No, despite his claims, Romney is not a uniter, because in his heart he sees himself as the achiever who reached the top of the tree on his own. When the president said we are all in this together, he meant we depend on each other. Mitt talks down. He puts "I won" over "we won." He is sincerely smug.
It is a question of how one sees the big picture; in a self-centered way or broadly. Mitt wants encouragement and recognition for individual achievement. Little Jack Horner put in his thumb and pulled out a plum: "Oh what a good boy am I!" That's how little boys think, even though he had not put the plums in nor baked the pie.
Mr. Obama knows that in communities we help each other. He also knows that "each other" is the two-way street of mutual support and inter-dependent effort. He is a uniter, not the divider Mitt called him. Mitt is not a man of the people.
He sets himself above others as a self-made and a self-defined success. This is elitist and divisive. The less successful are diminished as less deserving and are responsible for their own situations.
Are we our brother's keepers? We say we believe in brotherhood.
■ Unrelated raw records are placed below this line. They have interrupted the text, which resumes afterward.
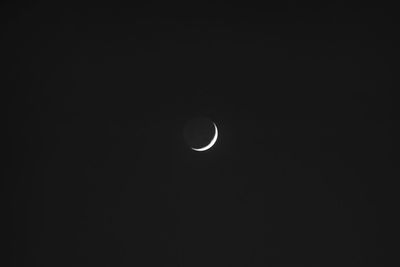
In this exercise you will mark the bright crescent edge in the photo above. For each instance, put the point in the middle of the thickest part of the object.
(211, 143)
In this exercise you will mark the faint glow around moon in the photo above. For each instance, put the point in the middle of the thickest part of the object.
(211, 143)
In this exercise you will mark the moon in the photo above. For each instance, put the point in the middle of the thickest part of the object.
(213, 140)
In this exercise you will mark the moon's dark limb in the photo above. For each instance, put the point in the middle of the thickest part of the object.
(199, 132)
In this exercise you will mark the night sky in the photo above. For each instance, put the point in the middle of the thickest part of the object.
(98, 173)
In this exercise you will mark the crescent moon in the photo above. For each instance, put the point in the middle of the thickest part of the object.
(211, 143)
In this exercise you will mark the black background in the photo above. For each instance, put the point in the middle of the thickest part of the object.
(97, 95)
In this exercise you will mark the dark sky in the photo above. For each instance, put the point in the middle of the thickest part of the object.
(97, 96)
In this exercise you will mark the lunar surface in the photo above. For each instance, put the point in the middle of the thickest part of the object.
(200, 134)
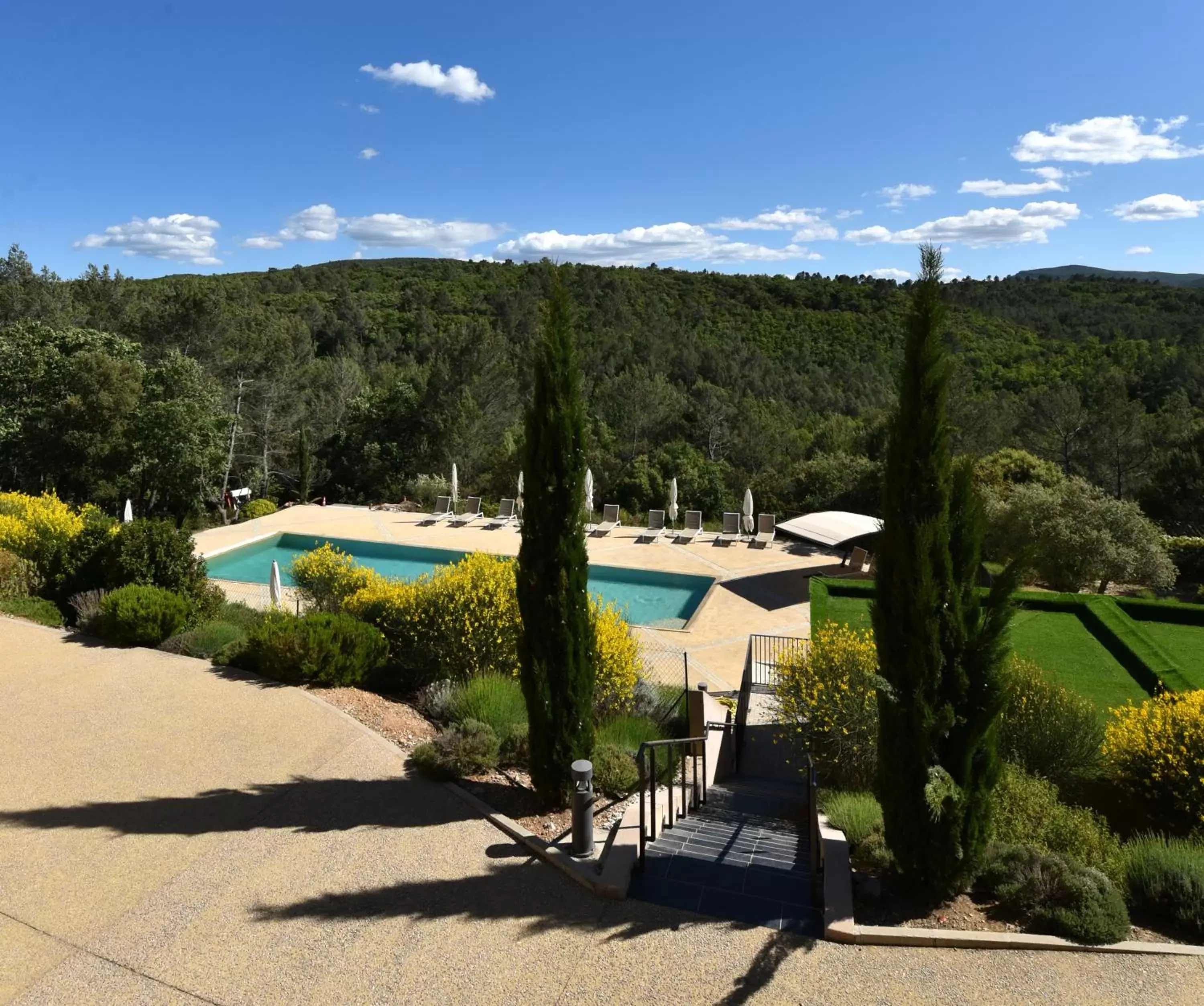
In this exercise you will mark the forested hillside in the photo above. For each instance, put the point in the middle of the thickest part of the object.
(353, 379)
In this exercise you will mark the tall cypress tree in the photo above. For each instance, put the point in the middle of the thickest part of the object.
(941, 643)
(555, 649)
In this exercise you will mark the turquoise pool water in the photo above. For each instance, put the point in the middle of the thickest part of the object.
(649, 598)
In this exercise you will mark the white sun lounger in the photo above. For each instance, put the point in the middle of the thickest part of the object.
(471, 514)
(505, 515)
(442, 510)
(655, 527)
(693, 527)
(610, 520)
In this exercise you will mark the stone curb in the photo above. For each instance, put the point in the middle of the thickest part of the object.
(841, 928)
(547, 851)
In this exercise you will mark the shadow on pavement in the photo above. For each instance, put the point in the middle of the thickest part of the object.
(300, 805)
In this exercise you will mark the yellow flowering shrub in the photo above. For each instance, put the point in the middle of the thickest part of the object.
(459, 622)
(826, 693)
(617, 660)
(328, 576)
(38, 528)
(1156, 750)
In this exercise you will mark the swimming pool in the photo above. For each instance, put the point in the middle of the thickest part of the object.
(665, 601)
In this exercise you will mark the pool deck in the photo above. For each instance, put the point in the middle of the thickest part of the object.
(757, 590)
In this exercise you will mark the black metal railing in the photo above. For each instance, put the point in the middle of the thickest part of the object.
(694, 794)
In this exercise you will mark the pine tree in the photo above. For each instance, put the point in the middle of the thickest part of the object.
(941, 643)
(555, 649)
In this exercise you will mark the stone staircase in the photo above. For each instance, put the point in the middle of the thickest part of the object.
(743, 856)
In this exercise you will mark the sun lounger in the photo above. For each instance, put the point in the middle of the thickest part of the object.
(693, 526)
(505, 515)
(610, 520)
(471, 513)
(655, 526)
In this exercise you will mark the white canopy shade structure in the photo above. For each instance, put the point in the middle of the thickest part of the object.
(275, 591)
(831, 528)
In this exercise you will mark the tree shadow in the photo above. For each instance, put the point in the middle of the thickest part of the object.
(765, 965)
(511, 892)
(303, 804)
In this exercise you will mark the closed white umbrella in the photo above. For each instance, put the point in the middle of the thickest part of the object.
(275, 592)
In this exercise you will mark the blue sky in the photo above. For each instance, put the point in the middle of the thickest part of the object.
(763, 138)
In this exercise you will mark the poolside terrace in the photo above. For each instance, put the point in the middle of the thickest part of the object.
(757, 591)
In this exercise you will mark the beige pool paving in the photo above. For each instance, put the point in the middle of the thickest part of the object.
(758, 590)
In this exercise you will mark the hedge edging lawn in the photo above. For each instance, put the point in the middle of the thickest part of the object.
(1114, 622)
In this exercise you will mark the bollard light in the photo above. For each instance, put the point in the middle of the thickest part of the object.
(583, 808)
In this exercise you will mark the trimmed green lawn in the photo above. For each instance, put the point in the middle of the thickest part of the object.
(1061, 645)
(1183, 644)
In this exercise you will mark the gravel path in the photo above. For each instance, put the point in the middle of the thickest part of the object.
(173, 834)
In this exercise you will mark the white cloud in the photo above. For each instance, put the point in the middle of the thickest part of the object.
(806, 223)
(978, 228)
(459, 82)
(176, 238)
(905, 192)
(1163, 206)
(395, 230)
(317, 223)
(1051, 181)
(1104, 140)
(642, 245)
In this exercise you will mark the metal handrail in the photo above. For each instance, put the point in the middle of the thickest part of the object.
(646, 761)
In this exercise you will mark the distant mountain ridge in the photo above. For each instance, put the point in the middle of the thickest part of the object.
(1070, 271)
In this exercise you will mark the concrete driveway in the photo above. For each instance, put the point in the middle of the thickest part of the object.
(173, 834)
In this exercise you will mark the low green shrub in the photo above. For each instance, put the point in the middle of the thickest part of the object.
(1166, 878)
(1027, 811)
(34, 609)
(1055, 896)
(490, 699)
(628, 733)
(465, 750)
(859, 815)
(141, 616)
(325, 649)
(205, 641)
(614, 770)
(253, 509)
(1045, 729)
(15, 575)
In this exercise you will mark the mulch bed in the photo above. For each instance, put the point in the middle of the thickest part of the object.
(507, 791)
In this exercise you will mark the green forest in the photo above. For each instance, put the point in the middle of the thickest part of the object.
(352, 380)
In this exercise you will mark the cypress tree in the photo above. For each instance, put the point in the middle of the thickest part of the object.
(555, 649)
(941, 643)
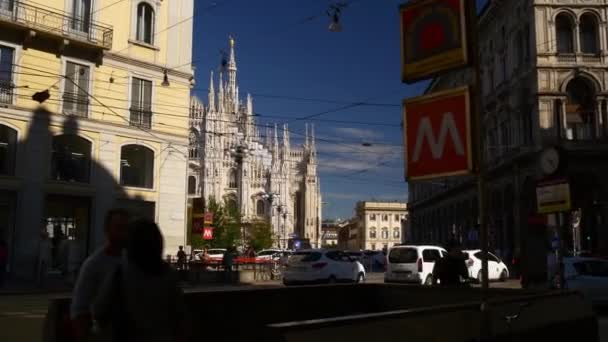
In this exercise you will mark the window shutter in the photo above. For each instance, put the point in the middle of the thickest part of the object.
(83, 97)
(135, 101)
(69, 89)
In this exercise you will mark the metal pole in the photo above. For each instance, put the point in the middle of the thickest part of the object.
(479, 143)
(481, 173)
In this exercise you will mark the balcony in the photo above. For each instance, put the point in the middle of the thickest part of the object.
(141, 118)
(6, 93)
(55, 24)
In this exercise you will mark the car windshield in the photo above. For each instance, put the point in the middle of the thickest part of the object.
(593, 268)
(403, 255)
(306, 256)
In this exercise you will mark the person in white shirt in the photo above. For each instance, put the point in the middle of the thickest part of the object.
(95, 269)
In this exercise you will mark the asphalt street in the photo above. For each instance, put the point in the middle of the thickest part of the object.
(22, 316)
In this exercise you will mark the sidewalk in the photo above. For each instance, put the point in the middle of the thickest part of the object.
(53, 284)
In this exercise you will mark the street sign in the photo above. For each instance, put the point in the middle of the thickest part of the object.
(553, 196)
(434, 37)
(437, 135)
(208, 233)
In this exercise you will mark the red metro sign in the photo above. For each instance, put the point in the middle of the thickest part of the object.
(433, 37)
(438, 134)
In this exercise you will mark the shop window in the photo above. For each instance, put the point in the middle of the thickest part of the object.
(588, 30)
(137, 166)
(564, 26)
(191, 185)
(8, 149)
(145, 23)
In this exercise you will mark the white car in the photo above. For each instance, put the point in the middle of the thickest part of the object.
(269, 254)
(412, 264)
(216, 253)
(322, 266)
(497, 270)
(588, 276)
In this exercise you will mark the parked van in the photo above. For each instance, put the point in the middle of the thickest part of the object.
(412, 264)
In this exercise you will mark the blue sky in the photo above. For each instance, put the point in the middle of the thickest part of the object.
(285, 49)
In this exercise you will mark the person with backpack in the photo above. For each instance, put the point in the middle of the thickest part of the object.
(141, 300)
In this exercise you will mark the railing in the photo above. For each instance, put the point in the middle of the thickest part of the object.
(566, 58)
(61, 24)
(141, 118)
(6, 93)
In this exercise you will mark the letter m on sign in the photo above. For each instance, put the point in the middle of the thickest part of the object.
(437, 135)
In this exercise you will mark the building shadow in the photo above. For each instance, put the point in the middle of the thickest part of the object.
(64, 181)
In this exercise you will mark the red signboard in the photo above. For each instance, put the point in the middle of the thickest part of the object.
(197, 225)
(437, 134)
(208, 233)
(208, 218)
(434, 37)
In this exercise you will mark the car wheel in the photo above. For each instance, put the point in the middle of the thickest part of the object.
(360, 278)
(503, 275)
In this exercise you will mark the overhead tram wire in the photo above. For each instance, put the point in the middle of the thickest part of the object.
(111, 109)
(262, 115)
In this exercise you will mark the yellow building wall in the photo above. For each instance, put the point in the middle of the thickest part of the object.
(38, 70)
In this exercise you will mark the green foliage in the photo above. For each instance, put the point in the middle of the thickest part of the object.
(227, 224)
(260, 235)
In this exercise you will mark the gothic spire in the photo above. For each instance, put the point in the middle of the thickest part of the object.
(212, 105)
(220, 96)
(286, 146)
(232, 70)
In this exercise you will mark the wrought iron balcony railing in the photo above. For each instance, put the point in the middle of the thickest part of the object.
(141, 118)
(6, 93)
(56, 23)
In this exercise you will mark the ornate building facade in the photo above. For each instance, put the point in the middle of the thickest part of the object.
(544, 69)
(232, 162)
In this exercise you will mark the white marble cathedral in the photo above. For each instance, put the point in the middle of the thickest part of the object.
(263, 175)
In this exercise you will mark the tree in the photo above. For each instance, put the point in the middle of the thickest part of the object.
(260, 235)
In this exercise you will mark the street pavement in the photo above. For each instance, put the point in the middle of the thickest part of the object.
(22, 316)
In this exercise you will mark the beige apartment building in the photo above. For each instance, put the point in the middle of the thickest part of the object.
(377, 225)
But the emphasis of Romney and Paul Ryan is the conservative one. Ryan's budgets speak his philosophy. They cut back most social programs.
Together they think that efforts to promote equity and fairness get in the way of just allowing the cream to rise to the top. For them, the homogenization of a level playing field is like diluting opportunity. They favor a hands-off freedom to foster individual initiative without regulation, and individual achievement is supposed to follow.
They credit individual initiative as the main source and support of success. For them, that means more economic growth, however how ill-distributed are the rewards. Hence comes the false dictum that appropriately high taxes on the high incomes of the rich will hurt small businesses by discouraging "job creators." Also the myth that a booming stock market is good news for all of us. It is not, for its benefits go mainly to the already well-off.
Both Romney and Ryan disparage the dependency of the poor, as though it has been chosen out of weakness. In effect, they are blaming the poor for their own disadvantage.
This seems to free Republicans from supporting social safety nets as enabling. They are inclined to ally government with the well-to-do. They would cut taxes on the wealthy, for example, even at the expense of social supports for working people.
For them, social dependency is a chosen affliction, aided and abetted by social programs. That is an ideology of social division, a kind of self-fulfilling prophesy that deadens the perception of opportunity for those who are near the bottom.
But it also wipes clear the conscience of the well-to-do. They can take credit for themselves while disavowing responsibility for the inequity they build into our society, and worse yet, built into the world.
Half the world starves, suffers, is stymied and helpless in disarray and deprivation. There is plenty of food for all, but all do not get a seat at the table.
Some of us are deliberately corrupt, selfishly stealing and hoarding. And some of us are essentially indifferent, seeing starvation as something that is unfortunate, but over there somewhere else, beyond our purview _ just a moment of ugly news on the TV.
The issue of human suffering is seldom presented in a humanistic way. Most of us feel no pain, and we pay little heed to those of us who do. Republicans tell us that taxes and social programs both have to be cut, because they make government too big.
Overall, we are always reminded that people are supposed to look after their own needs. Individuals are responsible for themselves despite swimming in strong international currents beyond any one person's control. The message is not to worry about those irresponsible people, their problems are their own fault.
Freedom is defined in terms of having no restrictive regulations to hamper profit-taking. The resulting progress is supposed to filter down to those at the bottom.
Perhaps the filter has become clogged.